Confused about Sockets with UDP Protocol in C#

11,461

You have got stuff a bit wrong.

First of all, UDP is connection-less. You do not connect or disconnect. All you do is to send and receive (must specify destination each time). You should also know that the only thing UDP promises is that a complete message arrives on each read. UDP do not guarantee that your messages arrive in the correct order or that they arrive at all.

TCP on the other hand is connection-based. You connect, send/receive and finally disconnect. TCP is stream-based (while UDP is message-based) which means that you can get a half message in the first read and the other half at the second read. TCP promises you that everything will arrive and in the correct order (or will die trying ;). So using TCP means that you should have some kind of logic to know when a complete message has arrived and a buffer that you use to build the complete message.

The next big question was about blocking. Since you are new at this, I recommend that you use Threads to handle sockets.
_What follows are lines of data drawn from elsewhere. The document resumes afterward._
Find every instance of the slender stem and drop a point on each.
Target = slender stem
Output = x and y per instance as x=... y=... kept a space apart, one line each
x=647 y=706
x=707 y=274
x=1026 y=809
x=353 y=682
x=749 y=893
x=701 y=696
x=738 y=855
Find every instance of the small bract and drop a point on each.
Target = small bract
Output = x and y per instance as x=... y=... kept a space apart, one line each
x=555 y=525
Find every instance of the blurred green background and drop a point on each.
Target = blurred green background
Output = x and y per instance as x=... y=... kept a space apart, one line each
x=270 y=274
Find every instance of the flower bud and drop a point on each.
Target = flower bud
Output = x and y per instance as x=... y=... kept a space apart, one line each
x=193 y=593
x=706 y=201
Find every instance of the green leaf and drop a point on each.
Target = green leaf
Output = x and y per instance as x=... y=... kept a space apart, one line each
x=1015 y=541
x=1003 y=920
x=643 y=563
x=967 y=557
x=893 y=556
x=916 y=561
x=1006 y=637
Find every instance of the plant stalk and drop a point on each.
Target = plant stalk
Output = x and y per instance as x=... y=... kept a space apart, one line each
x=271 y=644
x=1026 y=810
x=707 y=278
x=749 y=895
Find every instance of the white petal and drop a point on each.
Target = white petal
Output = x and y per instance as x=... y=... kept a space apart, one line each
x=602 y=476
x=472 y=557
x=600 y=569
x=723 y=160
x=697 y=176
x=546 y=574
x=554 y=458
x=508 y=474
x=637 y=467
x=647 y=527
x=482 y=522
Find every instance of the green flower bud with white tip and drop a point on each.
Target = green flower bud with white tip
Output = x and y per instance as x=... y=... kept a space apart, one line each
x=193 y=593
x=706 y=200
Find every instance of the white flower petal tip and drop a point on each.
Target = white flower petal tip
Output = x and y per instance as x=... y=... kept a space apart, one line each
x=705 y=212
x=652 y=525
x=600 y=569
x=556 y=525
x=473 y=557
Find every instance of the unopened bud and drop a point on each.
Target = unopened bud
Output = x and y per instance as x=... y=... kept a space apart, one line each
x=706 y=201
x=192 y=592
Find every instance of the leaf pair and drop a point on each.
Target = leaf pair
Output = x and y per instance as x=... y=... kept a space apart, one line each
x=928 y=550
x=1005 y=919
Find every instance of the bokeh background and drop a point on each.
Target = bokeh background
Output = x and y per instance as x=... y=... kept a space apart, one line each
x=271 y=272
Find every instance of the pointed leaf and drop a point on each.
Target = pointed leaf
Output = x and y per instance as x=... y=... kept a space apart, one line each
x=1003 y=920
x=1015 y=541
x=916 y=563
Put the listener socket in one thread and each connecting socket in a separate thread (5 connected clients = 5 threads).

I also recommend that you use TCP since it's easier to build complete messages than ordering messages and build a transaction system (which will needed if you want to make sure that all messages arrives to/from clients).

Update

You still got UDP wrong. Close doesn't do anything other than cleaning up system resources. You should do something like this instead:

public void MySimpleServer(string address, int port) 
{
    try 
    {
        byte[] bufferBytes = new byte[32];

        if(address.Equals("0.0.0.0")) {
            udpSocket.Bind(new IPEndPoint(IPAddress.Any, port));
        } else {
            udpSocket.Bind(new IPEndPoint(IPAddress.Parse(address), port));
        }

        remoteEndPoint = new IPEndPoint(IPAddress.Any, 0);
        while (serverCanRun)
        {
            int numBytesReceived = udpSocket.ReceiveFrom(bufferBytes, ref remoteEndPoint);

            // just means that one of the clients closed the connection using Shutdown.
            // doesnt mean that we cant continue to receive.
            if(numBytesReceived == 0)
                continue; 

            // same here, loop to receive from another client.
            Packet syncPacket = new Packet(bufferBytes);
            if (syncPacket.PacketType != PacketType.Control)
                continue; 

            HandlePacket(packet, endPoint);
        }
    } catch {
        if(udpSocket != null) {
            udpSocket.Close();
        }
    }
}

See? since there are no connection it's just waste of time to close a UDP socket to start listening from another one. The same socket can receive from ALL udp clients that know the correct port and address. That's what the remoteEndPoint is for. It tells which client that send the message.

Update 2

Small update to make a summary of all my comments.

UDP is connectionless. You can never detect if a connection have been established or disconnected. The Close method on a UDP socket will only free system resources. A call on client.Close() will not notify the server socket (as it will with TCP).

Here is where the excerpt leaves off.